Leader: M. Felsberg, LiU
Participants at LU: A. Heyden, LU

Project description: Society’s need for understanding of big data, and in particular visual data, is constantly
growing. For instance, virtually all major public areas are covered by surveillance cameras producing video streams, which need to be analyzed on-demand or even online to prevent major acts of crime or terrorism. This analysis requires predominantly fully automatic detection, tracking, and recognition of objects, e.g., people, and predictions of their actions/behavior and anomalies. Visual detection and recognition problems have recently been addressed with previously unseen performance by deep learning approaches, where convolutional networks are trained on enormous datasets, e.g., IMAGENET (more than 14 million images), taking weeks even on powerful platforms. Due to the success of deep learning, many vision problems have recently been addressed using the same framework. In contrast to many other researchers that apply deep learning as a black box, we have addressed new problems, such as action recognition and object tracking, by investigating the separate layers of those networks.

In the present project, we aim at a major leap beyond current deep learning approaches. We will look into the procedural fundamentals of the learning algorithm and investigate the aspect of learning with respect to the overall task, which often requires reinforcement learning rather than supervised learning. Furthermore, we will derive methods for incremental and online learning, based on a deeper understanding of the semantic structure of the network.
This structural knowledge will also allow the introduction of regularization, constraints, invariances, and existing
modelling.
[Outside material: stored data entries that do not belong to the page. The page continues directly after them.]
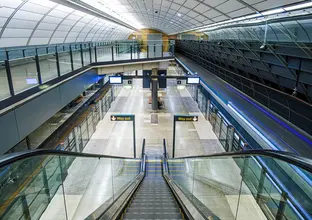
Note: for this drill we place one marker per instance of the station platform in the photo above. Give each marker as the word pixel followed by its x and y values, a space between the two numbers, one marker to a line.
pixel 273 131
pixel 115 138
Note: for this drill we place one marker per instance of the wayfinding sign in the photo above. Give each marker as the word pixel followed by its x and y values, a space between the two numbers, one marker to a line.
pixel 191 118
pixel 127 117
pixel 122 117
pixel 181 118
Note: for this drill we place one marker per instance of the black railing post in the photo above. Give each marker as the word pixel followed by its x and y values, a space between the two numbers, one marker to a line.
pixel 25 206
pixel 57 62
pixel 46 184
pixel 38 67
pixel 112 53
pixel 90 52
pixel 281 207
pixel 71 57
pixel 131 52
pixel 95 53
pixel 260 186
pixel 81 54
pixel 9 74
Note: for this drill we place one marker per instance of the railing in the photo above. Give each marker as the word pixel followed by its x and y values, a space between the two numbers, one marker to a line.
pixel 241 185
pixel 41 183
pixel 25 68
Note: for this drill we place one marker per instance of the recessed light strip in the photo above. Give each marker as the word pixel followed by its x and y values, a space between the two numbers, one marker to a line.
pixel 253 16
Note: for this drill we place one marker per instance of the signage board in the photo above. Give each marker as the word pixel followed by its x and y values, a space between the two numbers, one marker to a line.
pixel 183 118
pixel 127 117
pixel 115 80
pixel 192 80
pixel 186 118
pixel 122 117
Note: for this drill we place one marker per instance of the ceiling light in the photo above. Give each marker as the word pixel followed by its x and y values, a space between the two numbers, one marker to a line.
pixel 304 5
pixel 274 11
pixel 263 46
pixel 253 16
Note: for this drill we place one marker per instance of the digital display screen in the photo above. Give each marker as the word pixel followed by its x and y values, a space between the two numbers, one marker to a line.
pixel 31 81
pixel 115 80
pixel 192 80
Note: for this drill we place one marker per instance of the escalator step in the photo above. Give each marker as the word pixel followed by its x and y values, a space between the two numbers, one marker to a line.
pixel 152 216
pixel 152 209
pixel 156 204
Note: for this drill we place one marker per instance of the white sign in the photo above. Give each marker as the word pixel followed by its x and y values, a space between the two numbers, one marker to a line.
pixel 115 80
pixel 192 80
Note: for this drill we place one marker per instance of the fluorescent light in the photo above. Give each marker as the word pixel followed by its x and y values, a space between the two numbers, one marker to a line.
pixel 294 7
pixel 231 106
pixel 274 11
pixel 253 16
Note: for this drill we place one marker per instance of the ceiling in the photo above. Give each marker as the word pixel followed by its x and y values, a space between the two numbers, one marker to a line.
pixel 34 22
pixel 175 16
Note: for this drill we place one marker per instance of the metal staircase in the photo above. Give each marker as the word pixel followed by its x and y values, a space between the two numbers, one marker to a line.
pixel 153 199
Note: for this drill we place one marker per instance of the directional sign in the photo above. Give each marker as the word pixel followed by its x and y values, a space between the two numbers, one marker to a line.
pixel 189 118
pixel 122 117
pixel 183 118
pixel 127 118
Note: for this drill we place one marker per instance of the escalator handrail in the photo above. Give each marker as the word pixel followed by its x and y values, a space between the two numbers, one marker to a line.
pixel 11 158
pixel 299 161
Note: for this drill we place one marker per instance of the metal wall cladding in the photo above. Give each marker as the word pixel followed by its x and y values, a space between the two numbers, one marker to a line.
pixel 20 122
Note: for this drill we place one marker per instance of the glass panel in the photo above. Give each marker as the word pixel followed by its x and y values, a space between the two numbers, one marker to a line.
pixel 86 56
pixel 27 192
pixel 251 187
pixel 77 59
pixel 48 67
pixel 24 74
pixel 65 64
pixel 4 86
pixel 123 172
pixel 104 53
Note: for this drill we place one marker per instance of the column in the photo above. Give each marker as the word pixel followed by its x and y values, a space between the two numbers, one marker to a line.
pixel 154 86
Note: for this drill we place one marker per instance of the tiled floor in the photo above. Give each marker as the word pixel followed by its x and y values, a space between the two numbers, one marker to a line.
pixel 89 183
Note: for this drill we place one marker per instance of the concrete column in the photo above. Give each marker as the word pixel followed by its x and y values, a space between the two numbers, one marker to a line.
pixel 154 93
pixel 154 86
pixel 100 109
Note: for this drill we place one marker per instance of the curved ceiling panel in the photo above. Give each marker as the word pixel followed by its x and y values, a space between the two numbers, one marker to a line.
pixel 33 22
pixel 176 16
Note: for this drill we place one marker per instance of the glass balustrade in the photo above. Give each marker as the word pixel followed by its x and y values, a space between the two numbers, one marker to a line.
pixel 243 187
pixel 62 186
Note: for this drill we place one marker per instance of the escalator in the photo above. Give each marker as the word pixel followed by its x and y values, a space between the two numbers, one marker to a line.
pixel 50 184
pixel 153 200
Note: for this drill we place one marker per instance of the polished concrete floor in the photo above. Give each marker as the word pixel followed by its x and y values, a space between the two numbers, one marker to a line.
pixel 92 182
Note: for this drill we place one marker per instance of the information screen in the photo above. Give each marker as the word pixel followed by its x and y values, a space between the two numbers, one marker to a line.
pixel 115 80
pixel 192 80
pixel 31 81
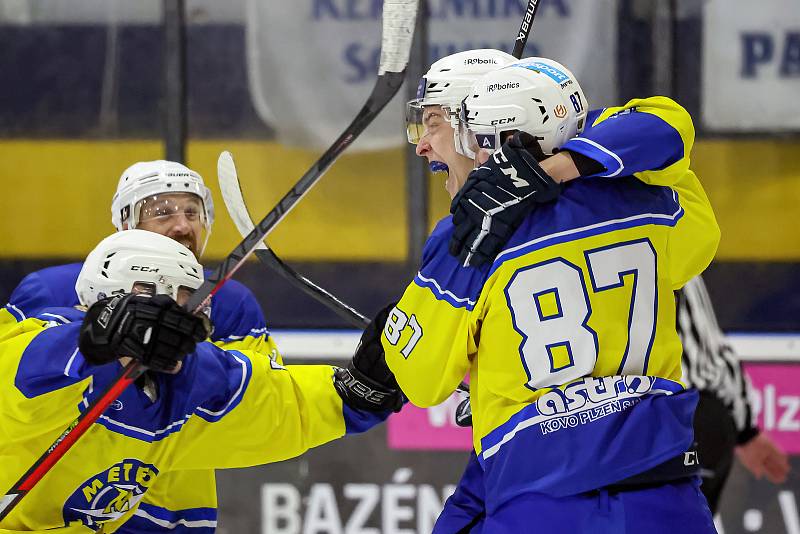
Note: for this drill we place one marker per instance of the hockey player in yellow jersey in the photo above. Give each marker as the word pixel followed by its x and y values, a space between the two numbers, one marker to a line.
pixel 171 199
pixel 580 421
pixel 199 408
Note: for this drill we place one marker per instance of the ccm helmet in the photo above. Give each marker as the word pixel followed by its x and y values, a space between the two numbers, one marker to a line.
pixel 536 95
pixel 446 84
pixel 137 259
pixel 147 179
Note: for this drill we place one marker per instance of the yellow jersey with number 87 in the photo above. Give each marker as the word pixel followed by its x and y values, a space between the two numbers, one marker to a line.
pixel 569 336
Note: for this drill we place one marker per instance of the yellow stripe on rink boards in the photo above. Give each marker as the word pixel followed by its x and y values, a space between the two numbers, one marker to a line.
pixel 57 196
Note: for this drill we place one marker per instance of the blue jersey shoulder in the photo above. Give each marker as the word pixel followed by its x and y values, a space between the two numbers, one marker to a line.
pixel 235 313
pixel 46 288
pixel 628 142
pixel 590 206
pixel 444 274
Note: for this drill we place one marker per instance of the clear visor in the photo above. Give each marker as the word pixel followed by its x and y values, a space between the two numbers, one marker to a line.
pixel 166 205
pixel 422 117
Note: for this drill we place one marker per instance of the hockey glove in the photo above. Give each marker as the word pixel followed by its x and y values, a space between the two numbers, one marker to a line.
pixel 154 330
pixel 464 413
pixel 496 198
pixel 367 383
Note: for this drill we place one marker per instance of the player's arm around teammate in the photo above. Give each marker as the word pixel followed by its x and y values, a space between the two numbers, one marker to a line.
pixel 454 317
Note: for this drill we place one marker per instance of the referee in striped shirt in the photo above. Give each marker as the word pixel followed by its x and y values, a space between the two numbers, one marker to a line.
pixel 724 420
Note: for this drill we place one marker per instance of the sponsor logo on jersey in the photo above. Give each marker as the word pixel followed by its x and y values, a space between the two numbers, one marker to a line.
pixel 501 86
pixel 623 112
pixel 555 74
pixel 110 494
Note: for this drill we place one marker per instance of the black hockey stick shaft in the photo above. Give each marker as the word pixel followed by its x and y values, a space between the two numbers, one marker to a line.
pixel 321 295
pixel 385 88
pixel 231 190
pixel 525 28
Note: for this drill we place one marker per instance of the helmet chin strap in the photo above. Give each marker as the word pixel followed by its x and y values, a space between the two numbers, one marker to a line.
pixel 438 166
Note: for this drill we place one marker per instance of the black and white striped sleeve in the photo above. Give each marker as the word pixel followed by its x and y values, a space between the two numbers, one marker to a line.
pixel 709 362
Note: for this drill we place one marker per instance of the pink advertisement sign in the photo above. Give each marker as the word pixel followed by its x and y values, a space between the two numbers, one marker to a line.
pixel 776 400
pixel 429 429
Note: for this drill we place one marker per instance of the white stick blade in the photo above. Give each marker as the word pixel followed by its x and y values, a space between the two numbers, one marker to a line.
pixel 232 195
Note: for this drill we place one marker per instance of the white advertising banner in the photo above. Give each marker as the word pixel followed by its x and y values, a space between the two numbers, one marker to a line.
pixel 751 65
pixel 312 63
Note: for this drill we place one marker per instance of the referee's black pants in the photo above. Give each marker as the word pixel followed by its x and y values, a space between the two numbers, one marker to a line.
pixel 715 434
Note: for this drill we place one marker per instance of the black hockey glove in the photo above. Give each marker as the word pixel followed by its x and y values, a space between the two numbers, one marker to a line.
pixel 496 198
pixel 155 330
pixel 367 383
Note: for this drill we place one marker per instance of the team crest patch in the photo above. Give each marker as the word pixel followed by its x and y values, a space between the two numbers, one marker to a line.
pixel 110 494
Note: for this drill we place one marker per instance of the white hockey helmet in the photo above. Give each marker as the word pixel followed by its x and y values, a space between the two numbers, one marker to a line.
pixel 446 84
pixel 154 263
pixel 536 95
pixel 146 179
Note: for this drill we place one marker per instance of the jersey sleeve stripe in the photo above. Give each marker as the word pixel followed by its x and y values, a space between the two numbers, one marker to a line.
pixel 443 294
pixel 596 151
pixel 194 518
pixel 212 415
pixel 586 231
pixel 16 312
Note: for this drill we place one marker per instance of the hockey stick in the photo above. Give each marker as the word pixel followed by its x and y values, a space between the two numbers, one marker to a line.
pixel 399 17
pixel 525 28
pixel 237 209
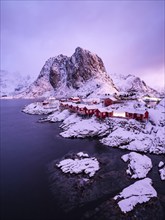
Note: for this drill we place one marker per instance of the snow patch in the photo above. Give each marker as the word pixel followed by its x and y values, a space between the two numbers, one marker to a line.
pixel 139 192
pixel 88 165
pixel 139 165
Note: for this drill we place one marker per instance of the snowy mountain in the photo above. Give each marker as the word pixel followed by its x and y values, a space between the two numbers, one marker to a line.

Finally, we plan to go beyond feed-forward networks and look into recurrent network design and dynamic schemes. Using these novel approaches to deep learning and on our previous experience with visual object tracking, we will address the problem of multiple object tracking. Visual object tracking requires an online adaptation of the tracked model, thus online deep learning is needed and approaches to construct compact and discriminative deep features will be investigated. The assessment of tracking is typically by means of region overlap, i.e., a success score between zero and one, thus requiring reinforcement learning. Multiple object tracking is typically an iterative process, which can be implemented by a dynamic network with recurrent procedures. Finally, depending on the cameras, prior knowledge such as geometric constraints are available that should be modelled into the solution, too.